Menteri Pertahanan Ryamizard Ryacudu saat mengikuti rapat kerja dengan Komisi I DPR di kompleks Parlemen, Senayan, Jakarta, Senin (22/10/2018). Rapat tersebut membahas penyesuaian Rencana Kerja dan Anggaran Kementerian Pertahanan tahun 2019 serta sejumlah isu aktual. AKTUAL/Tino Oktaviano

Jakarta, Aktual.com – Menteri Pertahanan Ryamizard Ryacudu menegaskan bahwa kasus pembunuhan 31 pekerja proyek Transpapua di Kabupaten Nduga, Papua, bukan lagi dilakukan oleh kelompok kriminal bersenjata (KKB), namun adalah pemberontak.

“Yang namanya bersenjata melepaskan diri namanya pemberontak. Ndak usah beralasan, yang namanya melepaskan diri adalah pemberontak,” kata Menhan usai acara “Deklarasi Merah Putih Untuk NKRI” di Pekalongan, Jawa Tengah, Sabtu.

Menhan mengatakan penanganan peristiwa itu harus dilakukan aparat Tentara Nasional Indonesia (TNI), bukan lagi kepolisian.

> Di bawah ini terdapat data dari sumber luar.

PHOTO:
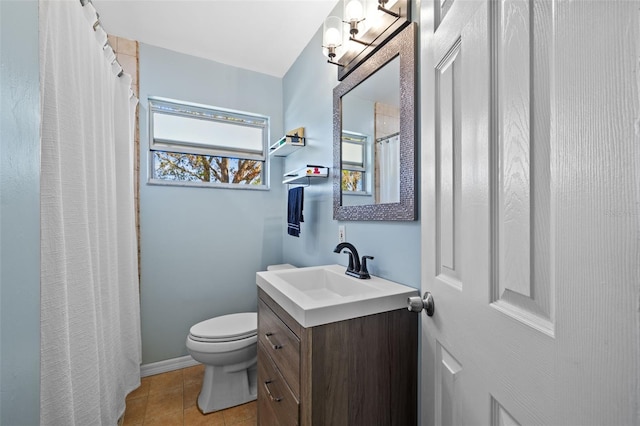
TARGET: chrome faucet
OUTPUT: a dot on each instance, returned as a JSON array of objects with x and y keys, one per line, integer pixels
[{"x": 355, "y": 268}]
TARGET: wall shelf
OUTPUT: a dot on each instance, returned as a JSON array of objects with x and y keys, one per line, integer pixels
[
  {"x": 291, "y": 142},
  {"x": 305, "y": 174}
]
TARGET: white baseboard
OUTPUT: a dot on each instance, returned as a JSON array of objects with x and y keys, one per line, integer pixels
[{"x": 167, "y": 365}]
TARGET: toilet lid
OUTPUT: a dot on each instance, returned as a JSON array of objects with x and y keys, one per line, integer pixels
[{"x": 227, "y": 327}]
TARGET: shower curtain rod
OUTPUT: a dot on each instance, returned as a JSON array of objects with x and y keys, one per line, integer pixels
[
  {"x": 387, "y": 137},
  {"x": 97, "y": 24}
]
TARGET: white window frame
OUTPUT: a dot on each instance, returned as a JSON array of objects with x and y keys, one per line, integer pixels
[{"x": 171, "y": 107}]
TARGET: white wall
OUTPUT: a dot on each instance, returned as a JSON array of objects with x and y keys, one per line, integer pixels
[
  {"x": 20, "y": 217},
  {"x": 201, "y": 247}
]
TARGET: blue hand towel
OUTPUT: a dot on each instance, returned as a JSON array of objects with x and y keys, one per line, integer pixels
[{"x": 294, "y": 211}]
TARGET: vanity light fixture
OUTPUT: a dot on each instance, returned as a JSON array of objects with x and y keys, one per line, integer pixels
[
  {"x": 383, "y": 6},
  {"x": 332, "y": 38},
  {"x": 355, "y": 11}
]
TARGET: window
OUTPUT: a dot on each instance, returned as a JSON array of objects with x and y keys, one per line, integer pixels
[
  {"x": 353, "y": 162},
  {"x": 206, "y": 146}
]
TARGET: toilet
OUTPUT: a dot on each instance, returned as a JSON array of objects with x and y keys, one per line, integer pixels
[{"x": 226, "y": 345}]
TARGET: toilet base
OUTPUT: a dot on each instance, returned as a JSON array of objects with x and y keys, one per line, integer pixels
[{"x": 224, "y": 387}]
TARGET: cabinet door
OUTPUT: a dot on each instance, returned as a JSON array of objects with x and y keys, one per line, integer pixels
[
  {"x": 277, "y": 405},
  {"x": 282, "y": 345}
]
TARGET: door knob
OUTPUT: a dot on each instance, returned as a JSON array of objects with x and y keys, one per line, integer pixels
[{"x": 416, "y": 304}]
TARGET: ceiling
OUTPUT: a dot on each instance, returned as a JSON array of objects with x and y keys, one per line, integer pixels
[{"x": 259, "y": 35}]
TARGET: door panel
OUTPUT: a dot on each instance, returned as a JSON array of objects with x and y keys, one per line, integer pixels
[
  {"x": 521, "y": 285},
  {"x": 530, "y": 212}
]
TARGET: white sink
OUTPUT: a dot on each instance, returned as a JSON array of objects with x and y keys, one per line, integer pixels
[{"x": 319, "y": 295}]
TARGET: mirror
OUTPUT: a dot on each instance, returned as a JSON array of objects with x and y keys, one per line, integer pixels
[{"x": 374, "y": 136}]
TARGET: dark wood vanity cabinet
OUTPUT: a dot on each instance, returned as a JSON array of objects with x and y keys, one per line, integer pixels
[{"x": 361, "y": 371}]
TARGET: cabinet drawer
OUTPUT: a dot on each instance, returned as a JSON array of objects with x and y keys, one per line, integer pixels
[
  {"x": 277, "y": 405},
  {"x": 281, "y": 344}
]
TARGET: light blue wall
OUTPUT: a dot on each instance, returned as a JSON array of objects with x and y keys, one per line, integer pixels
[
  {"x": 201, "y": 247},
  {"x": 308, "y": 102},
  {"x": 20, "y": 217}
]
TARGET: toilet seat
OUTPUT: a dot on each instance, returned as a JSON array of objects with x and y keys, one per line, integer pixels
[{"x": 226, "y": 328}]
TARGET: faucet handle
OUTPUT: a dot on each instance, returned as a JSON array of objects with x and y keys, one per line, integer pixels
[
  {"x": 363, "y": 269},
  {"x": 350, "y": 267}
]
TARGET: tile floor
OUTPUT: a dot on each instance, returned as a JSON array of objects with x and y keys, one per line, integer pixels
[{"x": 169, "y": 399}]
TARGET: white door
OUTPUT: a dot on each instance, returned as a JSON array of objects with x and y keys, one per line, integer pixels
[{"x": 530, "y": 212}]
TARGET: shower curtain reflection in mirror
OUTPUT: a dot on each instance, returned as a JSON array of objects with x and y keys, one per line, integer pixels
[{"x": 388, "y": 169}]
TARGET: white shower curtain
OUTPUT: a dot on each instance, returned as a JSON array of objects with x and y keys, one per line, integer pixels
[
  {"x": 90, "y": 317},
  {"x": 389, "y": 162}
]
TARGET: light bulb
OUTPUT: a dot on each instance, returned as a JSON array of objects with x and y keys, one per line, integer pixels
[
  {"x": 332, "y": 37},
  {"x": 353, "y": 11}
]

“Memang sama-sama (mengamankan ketertiban masyarakat), kapan polisi di depan (bertugas) dan kapan TNI itu ada peraturannya,” ujarnya, menegaskan.

Pada kesempatan itu, Menhan mengatakan kasus pengeroyokan terhadap anggota TNI oleh petugas parkir di Jakarta sebaiknya sudah dilupakan.

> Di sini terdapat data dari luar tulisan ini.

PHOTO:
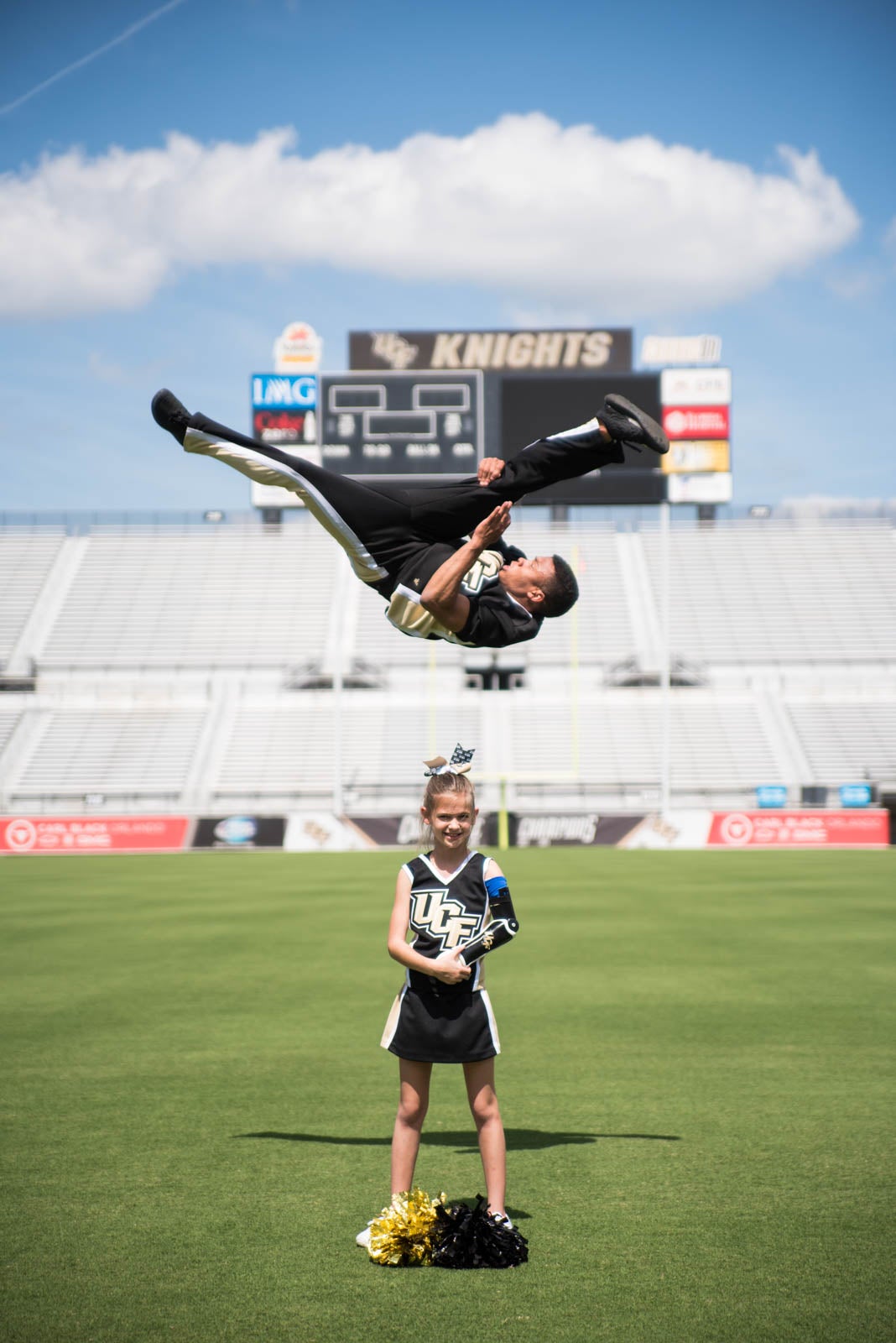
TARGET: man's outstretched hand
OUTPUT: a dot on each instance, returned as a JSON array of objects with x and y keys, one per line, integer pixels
[
  {"x": 492, "y": 527},
  {"x": 490, "y": 469}
]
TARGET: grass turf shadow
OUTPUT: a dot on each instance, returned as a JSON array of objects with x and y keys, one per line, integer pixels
[{"x": 518, "y": 1139}]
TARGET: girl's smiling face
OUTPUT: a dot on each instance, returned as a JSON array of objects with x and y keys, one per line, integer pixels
[{"x": 451, "y": 819}]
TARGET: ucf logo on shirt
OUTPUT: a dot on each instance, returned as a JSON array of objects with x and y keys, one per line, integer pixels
[
  {"x": 483, "y": 572},
  {"x": 443, "y": 919}
]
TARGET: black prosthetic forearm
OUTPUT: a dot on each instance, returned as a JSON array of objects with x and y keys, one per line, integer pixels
[{"x": 503, "y": 926}]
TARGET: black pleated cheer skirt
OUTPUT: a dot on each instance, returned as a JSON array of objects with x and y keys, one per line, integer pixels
[{"x": 430, "y": 1027}]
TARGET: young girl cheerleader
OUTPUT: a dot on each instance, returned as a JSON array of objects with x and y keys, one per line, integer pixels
[{"x": 456, "y": 904}]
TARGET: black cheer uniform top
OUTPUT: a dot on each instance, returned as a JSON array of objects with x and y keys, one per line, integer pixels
[
  {"x": 495, "y": 618},
  {"x": 432, "y": 1021}
]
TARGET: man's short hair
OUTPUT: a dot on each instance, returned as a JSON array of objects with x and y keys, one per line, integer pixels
[{"x": 561, "y": 591}]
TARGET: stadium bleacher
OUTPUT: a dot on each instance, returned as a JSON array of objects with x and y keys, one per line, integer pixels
[{"x": 199, "y": 668}]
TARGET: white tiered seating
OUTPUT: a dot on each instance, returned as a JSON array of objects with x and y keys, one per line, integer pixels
[
  {"x": 598, "y": 630},
  {"x": 26, "y": 559},
  {"x": 286, "y": 747},
  {"x": 779, "y": 593},
  {"x": 615, "y": 740},
  {"x": 847, "y": 742},
  {"x": 197, "y": 599},
  {"x": 116, "y": 752},
  {"x": 8, "y": 719}
]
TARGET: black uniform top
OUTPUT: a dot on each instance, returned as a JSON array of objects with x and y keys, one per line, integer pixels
[
  {"x": 495, "y": 618},
  {"x": 445, "y": 913}
]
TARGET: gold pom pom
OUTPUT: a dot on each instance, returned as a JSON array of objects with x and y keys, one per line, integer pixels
[{"x": 403, "y": 1232}]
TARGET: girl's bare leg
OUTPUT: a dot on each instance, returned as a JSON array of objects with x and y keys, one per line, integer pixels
[
  {"x": 483, "y": 1103},
  {"x": 414, "y": 1101}
]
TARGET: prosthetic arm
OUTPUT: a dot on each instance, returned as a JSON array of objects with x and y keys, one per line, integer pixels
[{"x": 503, "y": 926}]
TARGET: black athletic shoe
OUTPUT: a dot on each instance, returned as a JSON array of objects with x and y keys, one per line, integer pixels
[
  {"x": 169, "y": 413},
  {"x": 627, "y": 423}
]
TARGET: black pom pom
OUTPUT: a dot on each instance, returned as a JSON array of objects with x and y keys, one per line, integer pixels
[{"x": 470, "y": 1237}]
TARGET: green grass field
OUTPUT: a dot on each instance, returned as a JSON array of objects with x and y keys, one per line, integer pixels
[{"x": 696, "y": 1085}]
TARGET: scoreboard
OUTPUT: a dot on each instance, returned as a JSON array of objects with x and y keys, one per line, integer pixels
[
  {"x": 398, "y": 425},
  {"x": 531, "y": 407}
]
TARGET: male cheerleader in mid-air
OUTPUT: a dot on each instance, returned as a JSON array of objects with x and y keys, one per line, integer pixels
[{"x": 435, "y": 552}]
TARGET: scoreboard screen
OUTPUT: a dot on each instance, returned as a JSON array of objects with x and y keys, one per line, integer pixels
[
  {"x": 531, "y": 407},
  {"x": 393, "y": 425}
]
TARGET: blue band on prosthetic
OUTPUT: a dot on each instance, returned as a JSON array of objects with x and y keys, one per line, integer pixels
[{"x": 503, "y": 926}]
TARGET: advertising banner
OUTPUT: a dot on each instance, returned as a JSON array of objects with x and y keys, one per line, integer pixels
[
  {"x": 544, "y": 830},
  {"x": 91, "y": 834},
  {"x": 688, "y": 457},
  {"x": 680, "y": 349},
  {"x": 696, "y": 422},
  {"x": 705, "y": 488},
  {"x": 404, "y": 830},
  {"x": 297, "y": 349},
  {"x": 799, "y": 829},
  {"x": 695, "y": 386},
  {"x": 324, "y": 832},
  {"x": 239, "y": 832},
  {"x": 534, "y": 351}
]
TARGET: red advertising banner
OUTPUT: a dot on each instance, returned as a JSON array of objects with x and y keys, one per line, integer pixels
[
  {"x": 799, "y": 829},
  {"x": 696, "y": 421},
  {"x": 91, "y": 834}
]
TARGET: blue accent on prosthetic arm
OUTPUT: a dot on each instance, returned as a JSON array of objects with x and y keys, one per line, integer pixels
[{"x": 503, "y": 926}]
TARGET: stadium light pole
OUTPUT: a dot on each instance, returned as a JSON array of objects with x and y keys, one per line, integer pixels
[
  {"x": 337, "y": 734},
  {"x": 665, "y": 662}
]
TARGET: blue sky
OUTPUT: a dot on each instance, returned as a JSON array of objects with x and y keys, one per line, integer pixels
[{"x": 181, "y": 180}]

“Riak-riak sedikit kejadian di Jakarta, kita lupakan saja. Yang penting, ke depan gak boleh terjadi lagi,” ujarnya.

Bupati Pekalongan Asip Kholbihi mengatakan pertemuan antara ulama umaro (TNI dan Polri) bersama Menhan Ryamizard Ryacudu dapat memberikan jaminan ketahanan dan pertahanan NKRI yang lebih solid.

“Kami berharap penyelenggaraan kegiatan itu dapat meningkatkan kembali tali silaturahmi ulama antara TNI dengan Polri sebagai pilar bangsa,” tuturnya.